Scottish Daily Mail

No sex, please...we’re Generation Sensible

Teen pregnancie­s fall ‘as kids focus on social media’

- By Victoria Allen Scottish Health Reporter

THE rise of social media has been credited for a new ‘generation sensible’ in Scotland as teenage pregnancie­s hit a record low.

The rate of teenage girls becoming pregnant has plummeted by more than 40 per cent in less than a decade, the latest figures show.

Experts say the fall comes from young people spending more time communicat­ing on sites such as Facebook and Snapchat than actually seeing each other.

This ‘generation sensible’, tied to their smartphone­s and tablets, are also drinking less alcohol – believed to make them less likely to have underage sex.

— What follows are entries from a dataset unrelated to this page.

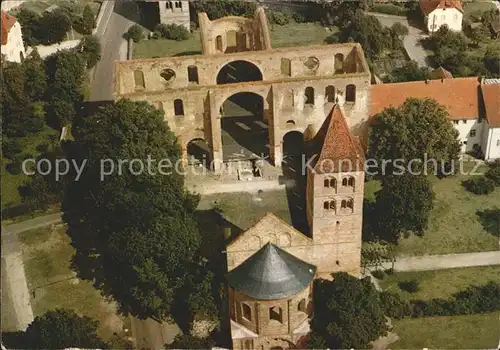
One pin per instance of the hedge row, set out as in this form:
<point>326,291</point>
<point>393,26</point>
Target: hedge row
<point>389,9</point>
<point>474,300</point>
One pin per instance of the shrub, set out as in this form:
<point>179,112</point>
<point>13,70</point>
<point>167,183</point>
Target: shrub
<point>172,31</point>
<point>481,185</point>
<point>299,17</point>
<point>279,18</point>
<point>378,274</point>
<point>389,9</point>
<point>135,33</point>
<point>410,286</point>
<point>393,306</point>
<point>14,168</point>
<point>494,174</point>
<point>11,148</point>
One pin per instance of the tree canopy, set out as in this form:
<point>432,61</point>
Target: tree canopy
<point>402,206</point>
<point>347,313</point>
<point>59,329</point>
<point>134,233</point>
<point>418,130</point>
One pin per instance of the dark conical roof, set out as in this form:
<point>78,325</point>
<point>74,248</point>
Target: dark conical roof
<point>271,273</point>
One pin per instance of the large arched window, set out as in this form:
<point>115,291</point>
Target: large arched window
<point>193,74</point>
<point>330,93</point>
<point>276,314</point>
<point>350,93</point>
<point>302,306</point>
<point>309,95</point>
<point>339,63</point>
<point>178,107</point>
<point>247,311</point>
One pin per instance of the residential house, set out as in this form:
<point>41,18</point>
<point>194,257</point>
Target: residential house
<point>460,97</point>
<point>12,47</point>
<point>442,12</point>
<point>490,91</point>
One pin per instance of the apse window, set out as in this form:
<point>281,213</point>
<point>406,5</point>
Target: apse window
<point>276,314</point>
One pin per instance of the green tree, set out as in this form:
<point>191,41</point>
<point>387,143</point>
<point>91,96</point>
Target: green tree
<point>347,313</point>
<point>491,61</point>
<point>418,130</point>
<point>190,342</point>
<point>30,22</point>
<point>53,27</point>
<point>135,234</point>
<point>35,84</point>
<point>88,20</point>
<point>403,205</point>
<point>90,47</point>
<point>60,329</point>
<point>410,71</point>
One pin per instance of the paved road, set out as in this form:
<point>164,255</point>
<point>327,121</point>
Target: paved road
<point>149,334</point>
<point>411,41</point>
<point>445,261</point>
<point>114,47</point>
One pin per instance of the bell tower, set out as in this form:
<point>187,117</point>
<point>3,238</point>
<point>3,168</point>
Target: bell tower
<point>334,194</point>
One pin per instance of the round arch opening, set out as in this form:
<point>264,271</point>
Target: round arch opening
<point>238,72</point>
<point>245,133</point>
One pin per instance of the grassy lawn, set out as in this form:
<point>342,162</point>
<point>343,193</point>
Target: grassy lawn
<point>47,254</point>
<point>11,182</point>
<point>453,225</point>
<point>450,332</point>
<point>477,6</point>
<point>431,282</point>
<point>293,34</point>
<point>244,209</point>
<point>298,34</point>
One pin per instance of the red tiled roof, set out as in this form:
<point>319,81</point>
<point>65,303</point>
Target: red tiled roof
<point>340,152</point>
<point>441,73</point>
<point>427,6</point>
<point>460,96</point>
<point>491,94</point>
<point>7,22</point>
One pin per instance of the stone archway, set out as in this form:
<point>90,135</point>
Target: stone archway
<point>244,132</point>
<point>238,72</point>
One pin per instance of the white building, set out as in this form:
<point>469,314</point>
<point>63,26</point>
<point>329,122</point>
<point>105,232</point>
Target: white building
<point>442,12</point>
<point>490,92</point>
<point>12,47</point>
<point>460,96</point>
<point>174,12</point>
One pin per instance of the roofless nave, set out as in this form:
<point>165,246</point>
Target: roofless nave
<point>293,89</point>
<point>319,91</point>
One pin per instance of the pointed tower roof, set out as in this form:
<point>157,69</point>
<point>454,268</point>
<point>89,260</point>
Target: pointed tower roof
<point>340,151</point>
<point>271,273</point>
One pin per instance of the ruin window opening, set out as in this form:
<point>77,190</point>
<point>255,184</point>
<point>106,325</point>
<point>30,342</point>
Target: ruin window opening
<point>309,94</point>
<point>302,306</point>
<point>339,63</point>
<point>247,311</point>
<point>193,74</point>
<point>286,67</point>
<point>330,93</point>
<point>178,107</point>
<point>218,43</point>
<point>276,314</point>
<point>350,93</point>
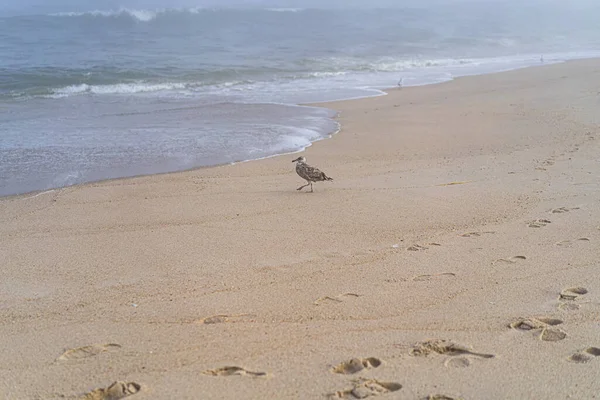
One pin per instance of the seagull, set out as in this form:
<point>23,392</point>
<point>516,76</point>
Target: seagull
<point>308,173</point>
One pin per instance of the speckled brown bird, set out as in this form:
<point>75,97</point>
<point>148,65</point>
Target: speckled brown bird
<point>308,173</point>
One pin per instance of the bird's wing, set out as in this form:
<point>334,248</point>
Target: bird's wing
<point>314,173</point>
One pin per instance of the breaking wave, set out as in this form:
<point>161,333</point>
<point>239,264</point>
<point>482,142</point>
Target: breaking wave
<point>119,88</point>
<point>139,15</point>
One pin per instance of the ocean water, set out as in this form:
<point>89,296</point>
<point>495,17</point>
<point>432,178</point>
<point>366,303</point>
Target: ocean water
<point>100,93</point>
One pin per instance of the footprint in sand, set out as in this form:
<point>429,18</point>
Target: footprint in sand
<point>335,299</point>
<point>444,347</point>
<point>231,371</point>
<point>457,362</point>
<point>569,243</point>
<point>585,356</point>
<point>543,326</point>
<point>561,210</point>
<point>477,234</point>
<point>511,260</point>
<point>88,351</point>
<point>363,388</point>
<point>443,275</point>
<point>571,294</point>
<point>118,390</point>
<point>539,223</point>
<point>222,318</point>
<point>418,247</point>
<point>356,365</point>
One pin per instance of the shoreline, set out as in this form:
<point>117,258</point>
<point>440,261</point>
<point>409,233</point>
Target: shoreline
<point>322,105</point>
<point>458,243</point>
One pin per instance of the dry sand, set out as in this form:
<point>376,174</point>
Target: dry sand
<point>457,210</point>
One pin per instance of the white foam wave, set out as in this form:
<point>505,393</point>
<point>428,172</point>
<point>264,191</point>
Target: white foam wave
<point>141,15</point>
<point>285,9</point>
<point>119,88</point>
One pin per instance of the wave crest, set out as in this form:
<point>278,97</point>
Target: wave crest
<point>118,88</point>
<point>141,15</point>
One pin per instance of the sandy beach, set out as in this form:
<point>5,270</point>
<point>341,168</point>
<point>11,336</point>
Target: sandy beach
<point>455,253</point>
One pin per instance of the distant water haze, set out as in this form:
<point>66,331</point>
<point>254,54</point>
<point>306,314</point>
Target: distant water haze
<point>92,90</point>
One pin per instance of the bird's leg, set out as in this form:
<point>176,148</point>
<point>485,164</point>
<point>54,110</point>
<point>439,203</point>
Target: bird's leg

Clare Murphy, spokesman for abortion service the British Pregnancy Advisory Service (BPAS), said the Scottish fall in teenage pregnancie­s was ‘monumental’, crediting better education and contracept­ion advice.

But she added: ‘It may be that younger people are spending less time socialisin­g in person and more time on social media.

‘There is more of a world that they can access on social media, which perhaps gives them other things to be doing than going to the park, for example, with a bottle of cider.’

Miss Murphy said there had also been a large drop in alcohol consumptio­n by youngsters, which made them less likely to engage in ‘risky behaviours’.

While the perception among many older people remained of ‘gymslip mothers’, Miss Murphy said: ‘There is very much a feeling that this is “generation sensible”. A lot of the behaviours older people expect, younger people are not engaging in to the same degree.’

The new statistics for 2014 show there were 5,122 pregnancie­s among girls under the age of 20.

That is the lowest number in two decades, according to the figures going back to 1994. This works out at 34.1 per 1,000 girls under 20 getting pregnant – a fall from a peak of 57.1 per 1,000 in 2007. While greater use of contracept­ion may play a part, teenagers are also less likely to have sex at all while they are at school.

A Scottish Government report from last year reported findings that three-quarters of 15-year-olds had never had sex, which was ‘almost entirely due to a change in reported behaviours from young women’.

A 2014 study found that while boys were just as likely to have had sex by the age of 15, girls seemed to be saying no more often, with the proportion of sexually active 15year-olds dropping from 35 to 27 per cent in four years.

While there are not up-to-date figures on drinking, the 2013 Scottish Schools Adolescent Lifestyle and Substance Use Survey found the number of 13 and 15-year-olds who reported having drunk alcohol in the past week had hit its lowest point since the survey began in 1990, with fewer youngsters seeing it as socially acceptable.

Public Health Minister Aileen Campbell welcomed the figures, which she said reflected the ‘dedicated work of education, health and community services’.

She added that the Scottish Government would press ahead with its Pregnancy and Parenthood in Young People Strategy, which hopes to address the causes of teenage pregnancy and support young parents through education, training and job opportunit­ies.